Migration, the voluntary and/ or forced movement of people to foreign destinations is not unique to the 21st century, it has existed for centuries. It has only recently become politicised in the late 20th century and early 21st century.

Research from both the Refugee Council and ’25 child and migrant rights organisations’ (Wolfe-Robinson & Taylor, 2021) have shown that refugees and asylum seekers are ‘five times more likely’ (Refugee Council, n.d.) to have mental health needs than their UK counterparts. In the UK, in the past year, suicide rates among asylum seekers have increased where ’11 children’ (Wolfe-Robinson & Taylor, 2021) have taken their lives. This upsurge in suicide rates is due to increased anxiety and stress in awaiting their decision on their asylum claim and the potential risk of deportation.
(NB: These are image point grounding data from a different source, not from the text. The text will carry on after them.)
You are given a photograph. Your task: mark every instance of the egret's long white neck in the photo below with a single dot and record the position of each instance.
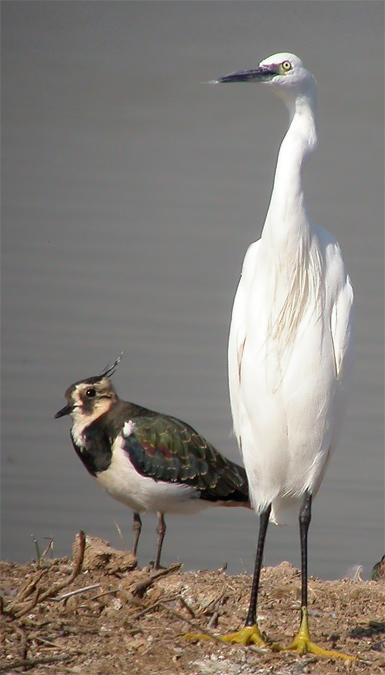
(286, 218)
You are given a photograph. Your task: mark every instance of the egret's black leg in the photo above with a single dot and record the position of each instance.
(263, 523)
(250, 634)
(302, 642)
(161, 530)
(137, 528)
(304, 522)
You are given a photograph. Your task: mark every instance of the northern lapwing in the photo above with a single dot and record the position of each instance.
(149, 461)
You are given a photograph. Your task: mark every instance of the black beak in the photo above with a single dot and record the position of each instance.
(261, 74)
(64, 411)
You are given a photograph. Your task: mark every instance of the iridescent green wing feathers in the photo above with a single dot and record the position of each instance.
(165, 448)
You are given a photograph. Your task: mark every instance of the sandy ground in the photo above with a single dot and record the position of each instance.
(127, 621)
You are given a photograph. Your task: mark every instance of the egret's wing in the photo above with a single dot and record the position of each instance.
(342, 316)
(238, 334)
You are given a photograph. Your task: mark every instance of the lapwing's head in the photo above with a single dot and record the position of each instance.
(89, 399)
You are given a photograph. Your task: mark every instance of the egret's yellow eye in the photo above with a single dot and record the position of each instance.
(286, 66)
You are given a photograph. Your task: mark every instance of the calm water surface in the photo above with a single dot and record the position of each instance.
(131, 191)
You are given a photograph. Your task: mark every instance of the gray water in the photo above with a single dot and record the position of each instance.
(131, 190)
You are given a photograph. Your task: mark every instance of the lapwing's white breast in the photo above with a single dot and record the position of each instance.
(122, 481)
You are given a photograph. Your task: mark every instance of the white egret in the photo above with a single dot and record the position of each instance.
(290, 345)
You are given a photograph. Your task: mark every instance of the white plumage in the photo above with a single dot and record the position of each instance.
(290, 336)
(290, 344)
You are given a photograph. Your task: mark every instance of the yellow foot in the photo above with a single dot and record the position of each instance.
(304, 645)
(249, 635)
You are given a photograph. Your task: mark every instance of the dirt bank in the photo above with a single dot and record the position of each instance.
(128, 621)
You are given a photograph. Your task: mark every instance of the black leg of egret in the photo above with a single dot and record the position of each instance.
(137, 528)
(250, 634)
(302, 642)
(304, 522)
(263, 523)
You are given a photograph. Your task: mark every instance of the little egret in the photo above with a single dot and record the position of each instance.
(290, 344)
Moreover, the restrictive and draconian proposals laid out in the recently proposed UK’s Nationality and Borders Bill, according to the UNHCR, would increase the mental health challenges asylum seekers would face.

The Home Office in 2019 promised to ‘prioritise vulnerable, unaccompanied asylum-seeking children’ (Wolfe-Robinson & Taylor, 2021however, there has been no evidence of this. Instead, there have been more harsh rulings proposed to limit the rights of migrants and ultimately, restrict the flow of migration to the UK.

As part of a collaboration project with the ‘Freedom Youth Club‘, an asylum and refugee youth club for 13–19-year-olds, and ‘Colours of Leicester‘, a local magazine I founded, I had the opportunity to interview Azra, one of the managing youth workers of the youth club. She spoke about her role and responsibilities as a youth worker, and how the youth club acted more as a “lifeline” for some of the young boys, as without the space, they would be alone and isolated.

Moreover, speaking to the young boys, I learnt more about their interests, hobbies and their aspirations for the future. The young boys shared with me their experiences of Leicester and, with the youth club. From them, I learnt the youth club was more than a place they could hang out two days a week, it was a space that offered support in a myriad of other ways, from helping with housing issues to applying for grants. This space was where they felt safe and comfortable to seek help from youth workers and a place where they could meet new people in a similar position and form a small community.

This relationship between migration and mental health is not new and needs to be urgently addressed.